Veering between quirky dark comedy and operatic tragedy, the narrative unwinds with giddy mood swings, and plot twists that no one could see coming. Each character is shaded with moral ambiguity. Harrelson’s Chief Willoughby appears to be a tolerant, easy-going family man, but also a wily trickster determined to get the last laugh, even at the expense of his wife (Abbie Cornish) and their children. Mildred’s ex-husband (John Hawkes), who has taken up with a young bimbo, seems like a jerk, but turns out to have some heart—just as her unwelcome suitor (Peter Dinklage), a self-deprecating dwarf, proves to have a spine.
The story’s most volatile character, aside from Mildred, is Willoughby’s idiotic deputy (Sam Rockwell), a callow and impulsive cop. He comes across as a stock villain, a pathetic victim of his own dumb-assed prejudice, but then traverses the wildest character arc imaginable.
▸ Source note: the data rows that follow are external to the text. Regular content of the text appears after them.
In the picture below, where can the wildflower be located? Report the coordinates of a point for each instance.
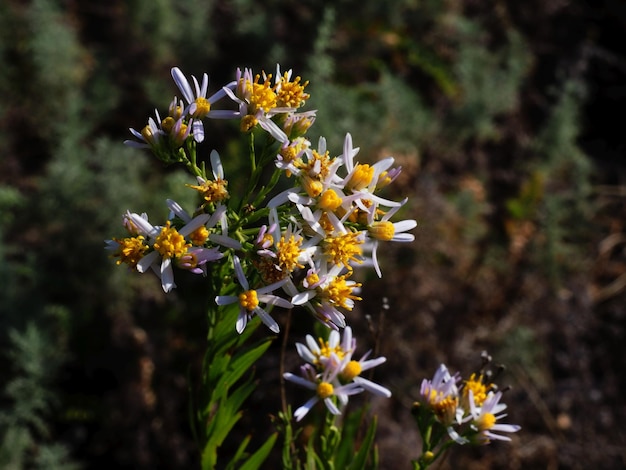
(384, 230)
(169, 244)
(206, 232)
(129, 250)
(325, 388)
(250, 300)
(290, 94)
(331, 371)
(151, 136)
(483, 419)
(213, 191)
(257, 103)
(199, 104)
(338, 353)
(441, 395)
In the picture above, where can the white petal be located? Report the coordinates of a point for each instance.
(216, 165)
(303, 297)
(372, 387)
(242, 321)
(167, 275)
(304, 409)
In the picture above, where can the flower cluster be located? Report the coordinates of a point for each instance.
(331, 218)
(332, 373)
(470, 410)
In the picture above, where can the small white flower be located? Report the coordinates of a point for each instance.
(168, 243)
(325, 387)
(199, 105)
(251, 299)
(484, 419)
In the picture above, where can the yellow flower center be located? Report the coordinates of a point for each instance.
(443, 408)
(344, 249)
(148, 135)
(351, 370)
(199, 236)
(202, 108)
(382, 230)
(325, 390)
(131, 250)
(312, 279)
(248, 122)
(171, 244)
(249, 300)
(478, 388)
(329, 200)
(167, 124)
(383, 180)
(288, 252)
(361, 177)
(486, 421)
(326, 350)
(313, 187)
(291, 94)
(338, 291)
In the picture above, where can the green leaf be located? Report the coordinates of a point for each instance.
(358, 463)
(255, 461)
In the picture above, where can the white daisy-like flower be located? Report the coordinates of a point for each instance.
(168, 244)
(441, 395)
(384, 230)
(484, 419)
(199, 105)
(257, 103)
(250, 300)
(325, 387)
(337, 352)
(152, 136)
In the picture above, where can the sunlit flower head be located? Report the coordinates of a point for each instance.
(169, 245)
(251, 300)
(199, 104)
(484, 419)
(325, 387)
(257, 103)
(441, 395)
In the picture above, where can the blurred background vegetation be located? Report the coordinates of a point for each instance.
(506, 119)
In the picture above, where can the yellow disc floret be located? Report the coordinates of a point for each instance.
(199, 236)
(130, 250)
(329, 200)
(478, 388)
(261, 95)
(338, 291)
(486, 421)
(287, 252)
(351, 370)
(249, 300)
(291, 94)
(171, 244)
(326, 350)
(202, 108)
(212, 191)
(325, 390)
(361, 177)
(383, 230)
(344, 249)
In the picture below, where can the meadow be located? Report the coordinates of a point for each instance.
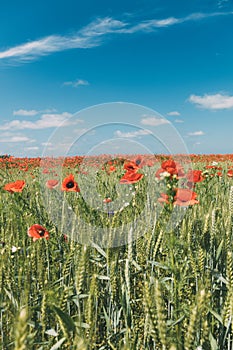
(155, 273)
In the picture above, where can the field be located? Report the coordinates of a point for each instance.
(128, 253)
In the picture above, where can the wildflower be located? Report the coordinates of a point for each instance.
(164, 198)
(37, 231)
(107, 200)
(194, 176)
(51, 183)
(131, 177)
(69, 184)
(185, 197)
(16, 186)
(131, 166)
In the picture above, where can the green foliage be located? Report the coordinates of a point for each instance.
(167, 289)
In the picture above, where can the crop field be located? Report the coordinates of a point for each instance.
(127, 252)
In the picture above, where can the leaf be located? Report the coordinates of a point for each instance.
(65, 318)
(58, 344)
(213, 342)
(51, 332)
(99, 249)
(219, 250)
(216, 315)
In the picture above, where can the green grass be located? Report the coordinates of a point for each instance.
(169, 288)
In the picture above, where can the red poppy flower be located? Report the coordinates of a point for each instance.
(51, 184)
(164, 198)
(172, 168)
(168, 164)
(195, 176)
(69, 184)
(131, 177)
(37, 231)
(185, 197)
(16, 186)
(131, 166)
(107, 200)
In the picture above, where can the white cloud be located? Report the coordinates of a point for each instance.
(153, 121)
(217, 101)
(174, 113)
(46, 121)
(35, 148)
(76, 83)
(32, 112)
(93, 35)
(132, 134)
(15, 139)
(196, 133)
(26, 113)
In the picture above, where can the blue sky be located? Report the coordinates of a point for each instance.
(173, 57)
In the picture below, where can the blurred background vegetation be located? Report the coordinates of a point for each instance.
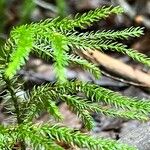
(37, 71)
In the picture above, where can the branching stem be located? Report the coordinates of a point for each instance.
(16, 106)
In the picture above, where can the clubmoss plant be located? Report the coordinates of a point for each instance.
(55, 39)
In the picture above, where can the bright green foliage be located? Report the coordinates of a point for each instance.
(57, 39)
(23, 37)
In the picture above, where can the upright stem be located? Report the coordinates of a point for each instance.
(16, 105)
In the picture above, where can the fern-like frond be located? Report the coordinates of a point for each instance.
(7, 138)
(108, 45)
(40, 99)
(69, 136)
(113, 35)
(87, 19)
(23, 37)
(90, 67)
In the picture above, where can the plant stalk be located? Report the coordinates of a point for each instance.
(16, 106)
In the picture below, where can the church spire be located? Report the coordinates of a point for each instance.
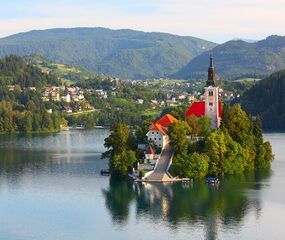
(211, 73)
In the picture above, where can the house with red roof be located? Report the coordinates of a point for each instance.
(211, 106)
(157, 133)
Rockwell’s stoical, come-from-behind performance is a revelation, and as a supporting actor who slips into the lead, he’s guaranteed an Oscar nomination.
McDonagh, who is also a playwright, tends to juice cinematic realism with theatrical flourishes and dialogue that can be too clever by half. With his first two features, he edged into that mordant style of self-referential cinema favoured by Quentin Tarantino and the Coen brothers, in which the director’s wit hovers above the action. In fact, McDonagh admits that In Bruges had just “pockets” of compassion, and that his last film, Seven Psychopaths, “was more of a movie about movies, without character empathy.” But with Three Billboards, he says he tried to suspend his directorial supremacy, and “not be judgmental or patronizing or sentimental about anyone, but just jump in and be with their struggles and their pain.”
What feels groundbreaking about this movie is how it pulls together two far-flung inclinations of American film: smart-ass mischief and emotional sincerity. I can’t remember seeing a movie that achieved such an unlikely co-existence between cynicism and tenderness. With McDormand and Rockwell doing the heavy lifting, McDonagh manages to move beyond his dogged ingenuity and find a sweet spot of honest redemption, even gravitas. It’s telling that Three Billboards won the People’s Choice Award at the Toronto International Film Festival, a prize that usually goes to more earnest fare: Style and wit may seduce the critics, but emotional force is what wins over the crowd—and the Academy.
This is not the first time we’ve seen a movie about racist cops, rape and murder in a small Southern town. Three Billboards features a rich scene of a black detective from the city showing up at the Ebbing police station, one that seems like a clever allusion to In the Heat of the Night, Norman Jewison’s Oscar-winning classic about a black cop investigating a murder in Mississippi. But McDonagh, who is 47, swears he had not seen that movie when he wrote his script, and caught up to it just three years ago. Which perhaps makes the resonance more genuine than if it had been planned. This year marks the 50th anniversary of In The Heat of the Night. Racism and sexual assault are once again once again at the forefront of America’s culture war, and the movies are still trying to keep up.